Adieu ! combien ce mot est triste pour le cœur

f° 18

Hélas ! c’est par ce mot que finit tout bonheur !

Adieu ! quel long baiser traduisit sa pensée

Comme il me tint ému sur ton sein, enlacée,

Avant de prononcer ce mot sombre et fatal !

Les arbres frissonnaient sans un vent matinal.

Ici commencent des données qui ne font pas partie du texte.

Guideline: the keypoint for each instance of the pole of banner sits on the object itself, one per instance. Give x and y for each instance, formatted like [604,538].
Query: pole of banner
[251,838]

Le soleil tout couvert d’une blancheur perlée

Succédait dans le ciel à la nuit étoilée

Un beau jour allait naître : « Oh ! lui dis-je, restons,

« Dans cette solitude où nous abritons !

« Oublions tout !… L’amour à nos cœurs doit suffire

f° 18v°

Oh ! ne pars pas !… Je dis tout ce que l’on peut dire

Quand on se sent mourir… il est parti pourtant,

Sa mère l’attendait, sa mère l’aime tant !…

C’est à moi de souffrir ! c’est à moi de l’attendre

Que sa mère jamais n’accuse mon amour !

Sa vie est à sa mère et moi je n’eus qu’un jour,

Mais ce fut de ses jours le plus beau, le plus tendre !

Ici, je fus heureuse ! Oh ! j’y veux revenir

Quand je serai bien vieille et que mon âme émue

Ne pourra plus goûter l’amour qu’en souvenir,

De ce rivage aimé, j’enivrerai ma vue,

Et je me sentirai revivre et rajeunir !

7 bre 1846.

P.S. — J’ai fait ces vers pour toi seul, et je voudrais qu’ils fussent meilleurs

f° 19 pour mieux te plaire, comme sentiments et comme mouvement, il y a

peut-être quelque beauté dans cette pièce. Mais la forme n’est pas assez

rare, assez ciselée. Je voudrais la perfectionner, la nécessité de continuer

un autre travail m’en empêche. Si dans un an, tu m’aimes encore, si ce

souvenir de Mantes ne te trouve pas indifférent. Je travaillerai, vers par

vers, ce morceau fait pour toi et je m’efforcerai de l’en rendre plus digne.